There are different types of health insurance policies person who wants to get insured can choose the policy suits them the best. The two main types of policies are

1. Free – for – service insurance also known as indemnity insurance this is a traditional type of health insurance that pays the portion of each medical service you get like doctor’s visit and hospital stays while you pay the remaining costs. Premiums are higher than the other policies.

2. Managed care plans also known as HMO’s (health management organizations) or PPO’s (preferred provider organization). In this case the health insurance company has a contract with doctors and hospitals to provide you service. In this type of health insurance you pay monthly premiums and a small amount per visit called co pay. You can use the advice of other doctors as well by paying a higher amount of co pay.
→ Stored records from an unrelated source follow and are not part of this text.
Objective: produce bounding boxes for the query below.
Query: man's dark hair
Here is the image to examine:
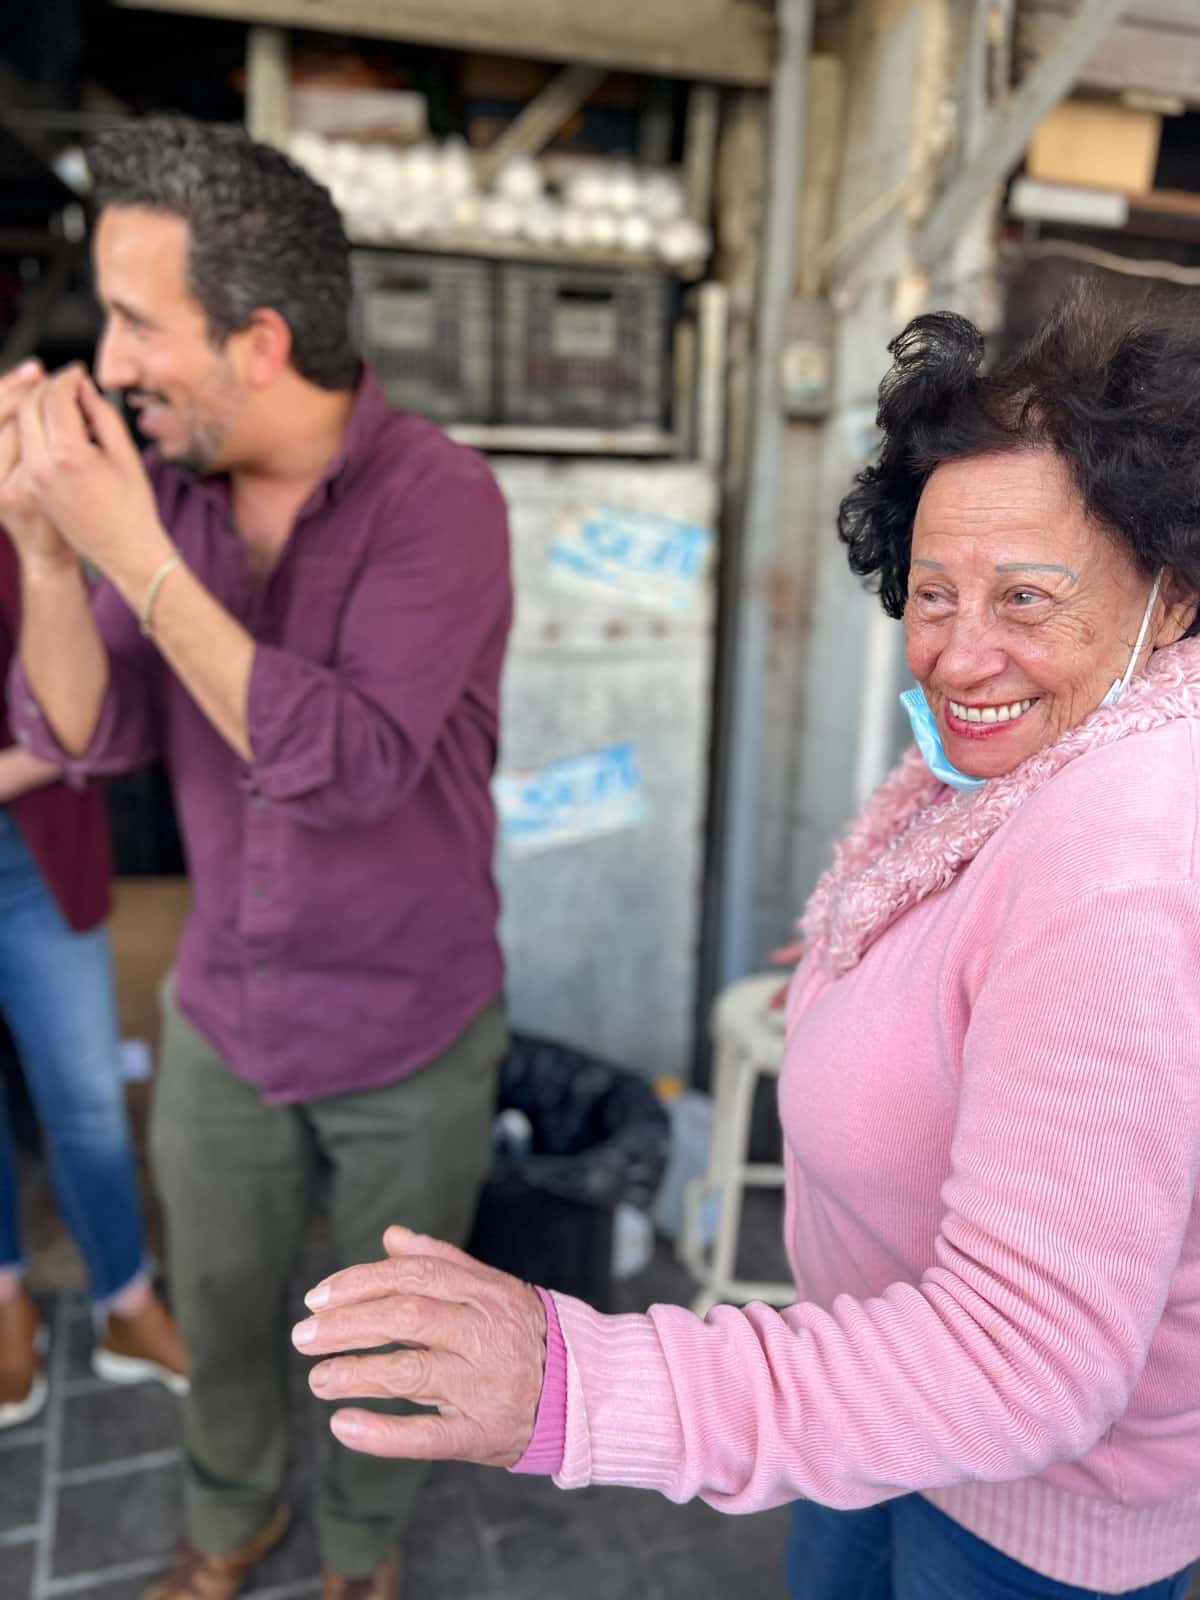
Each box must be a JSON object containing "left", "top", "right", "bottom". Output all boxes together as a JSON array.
[
  {"left": 88, "top": 115, "right": 357, "bottom": 390},
  {"left": 838, "top": 284, "right": 1200, "bottom": 636}
]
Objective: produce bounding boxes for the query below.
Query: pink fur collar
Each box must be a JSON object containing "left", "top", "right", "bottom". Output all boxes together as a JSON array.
[{"left": 801, "top": 637, "right": 1200, "bottom": 976}]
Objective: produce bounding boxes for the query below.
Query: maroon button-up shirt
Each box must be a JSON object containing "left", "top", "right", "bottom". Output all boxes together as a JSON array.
[{"left": 10, "top": 370, "right": 512, "bottom": 1103}]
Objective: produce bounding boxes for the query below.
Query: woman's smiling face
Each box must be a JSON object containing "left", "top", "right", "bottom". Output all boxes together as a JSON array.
[{"left": 905, "top": 449, "right": 1171, "bottom": 780}]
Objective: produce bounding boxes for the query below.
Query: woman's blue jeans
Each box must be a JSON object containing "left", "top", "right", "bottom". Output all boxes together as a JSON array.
[
  {"left": 786, "top": 1496, "right": 1196, "bottom": 1600},
  {"left": 0, "top": 809, "right": 145, "bottom": 1304}
]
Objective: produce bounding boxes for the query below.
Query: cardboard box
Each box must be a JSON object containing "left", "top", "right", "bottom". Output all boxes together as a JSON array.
[
  {"left": 1027, "top": 98, "right": 1162, "bottom": 194},
  {"left": 108, "top": 876, "right": 192, "bottom": 1067}
]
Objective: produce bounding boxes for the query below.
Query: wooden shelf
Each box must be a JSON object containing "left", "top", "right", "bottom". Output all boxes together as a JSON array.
[
  {"left": 349, "top": 230, "right": 705, "bottom": 280},
  {"left": 447, "top": 424, "right": 678, "bottom": 456},
  {"left": 111, "top": 0, "right": 774, "bottom": 87},
  {"left": 1010, "top": 177, "right": 1200, "bottom": 245}
]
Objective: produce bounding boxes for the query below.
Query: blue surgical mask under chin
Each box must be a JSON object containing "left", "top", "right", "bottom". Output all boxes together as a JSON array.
[
  {"left": 899, "top": 686, "right": 986, "bottom": 791},
  {"left": 900, "top": 568, "right": 1164, "bottom": 792}
]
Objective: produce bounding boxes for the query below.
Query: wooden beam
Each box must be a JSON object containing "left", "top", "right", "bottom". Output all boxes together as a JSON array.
[
  {"left": 444, "top": 424, "right": 677, "bottom": 455},
  {"left": 915, "top": 0, "right": 1125, "bottom": 268},
  {"left": 1023, "top": 0, "right": 1200, "bottom": 26},
  {"left": 245, "top": 25, "right": 289, "bottom": 148},
  {"left": 683, "top": 84, "right": 722, "bottom": 224},
  {"left": 1018, "top": 10, "right": 1200, "bottom": 102},
  {"left": 474, "top": 64, "right": 606, "bottom": 190},
  {"left": 793, "top": 54, "right": 843, "bottom": 295},
  {"left": 112, "top": 0, "right": 776, "bottom": 86},
  {"left": 695, "top": 280, "right": 729, "bottom": 469}
]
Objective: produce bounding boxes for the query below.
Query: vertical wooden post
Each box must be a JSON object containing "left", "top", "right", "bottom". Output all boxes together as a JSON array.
[{"left": 246, "top": 25, "right": 290, "bottom": 150}]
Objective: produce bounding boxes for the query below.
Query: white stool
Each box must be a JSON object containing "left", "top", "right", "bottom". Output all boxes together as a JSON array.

The best way to go in for the health insurance is through a broker. You can choose your broker depending upon your requirements. A broker can get you a good health insurance policy as well as give you information on several key features of the policy in general. Like:

• What is the monthly premium?
• Is the policy guaranteed renewable/non cancelable or just guaranteed renewable?
• Are premium rates based on age of attaining the policy or using the features of policy?
• Does the plan pay for catastrophic medical costs?

You can answers to all the questions and more if you take the help of the brokers in your health insurance policies.

The health insurance organizations offer you different deductibles with larger the deductible the lower the monthly installments. You can choose a deductible of 50% to 80%. It all depends on your conditions.

Individuals with pre existing conditions for example, they have a health problem before going in for health insurance find it difficult to get health insurance coverage. However depending on your state you can choose any of the following policies. They are: open enrollment, health insurance provability and accountability act (HIPAA), high risk pools or temporary coverage.

The borrowers can choose from the myriad of resources that deal in health insurance.

Life is uncertain that’s why it is essential that we have insurances with us and every member of our family to live life with a reasonable amount of certainty. Also health insurance has plenty of features which help us in times that we feel a little vulnerable. So it is important that we go for a policy of health insurance.